岸川さんには、番組以外にも色々とチャンスを頂いた。プロのミュージシャンの前座の話だ。チューリップ、ダウンタウン・ブギウギ・バンド、グレープ等だ。その他にも、サンハウス、めんたんぴん、センチメンタル・シティ・ロマンスといったバンドの前座もやった。夢はふくらむばかりだったが高校卒業を機に、就職する人、進学する人でバンドは自然消滅した。それでもプロへの熱は冷めず、アルバイトを転々とし曲を書き続け、再度バンド結成を目指しチャンスを待ち続けた。その間に、2度程、東京からのオファーがあったが、どれもバンドではなくソロでのお誘いだった。どうしてもバンドで上京したいという憧れが強かったので、体よくお断りしていたら、そういう話はパッタリと来なくなった。
17才から約2年間、地元の本格的なイタリアン・レストランで働くようになった。45年程前の話だから、今のようにピザの宅配も、イタメシという言葉もない時代に、イタリアで修行したマスターがやっていた店だった。毎日、カンツォーネが流れる店だったので、ある時マスターに、「サンハウスば、かけてよかですか?」と聞いたら、お客さんがいない休憩時間のみ許された。給料日になると、レコード屋へ通った。その頃は、店員さんがよく新しく入ったばかりのレコードを聞かせてくれ、色々と説明もしてくれた。トム・ウェイツを知ったのもそのおかげだった。彼の3枚目の“スモール・チェンジ”を良く聞いた。その中の一曲 I Wish I Was in New Orleansという歌は、“俺もニューオーリンズに行って、早くいっぱしのシンガーになりてぇーな”という内容だが、New Orleansを東京に置き換えて、自分で口ずさんでいたら、何処か涙が出てきた。

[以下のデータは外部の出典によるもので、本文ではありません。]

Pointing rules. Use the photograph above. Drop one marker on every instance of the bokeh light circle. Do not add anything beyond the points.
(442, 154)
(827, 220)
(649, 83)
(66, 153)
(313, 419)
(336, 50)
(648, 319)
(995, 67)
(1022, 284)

毎日働く厨房の中で、いつしか身体に染み込んだニンニクやオリーブオイルの臭いが、狭いアパートの中にまで漂うような日々が続いた。そんなある日、トム・ウェイツ初来日との情報を耳にした。マスターに「トム・ウェイツば、見に行ってよかですか?」と聞くと、快く早番に回してくれた。ライナーノーツで彼も昔、ピザ屋で働いていたと知っていたので、プレゼント用に自分でピザを2枚焼き、博多の会場へ向った。会場に着くと、知り合いのイヴェンターさんだったので「トム本人に渡してくれ」と預けた。LIVEは最高だった。何とか一目会いたいと、終演後ホールの出口で待っていたら、先程のスタッフに「もう、先に帰ったよ」と言われ、「で、ピザは?」と聞いたら、「あぁ、ゴメン、ゴメン、俺達で食っちゃった」とあっけなかった。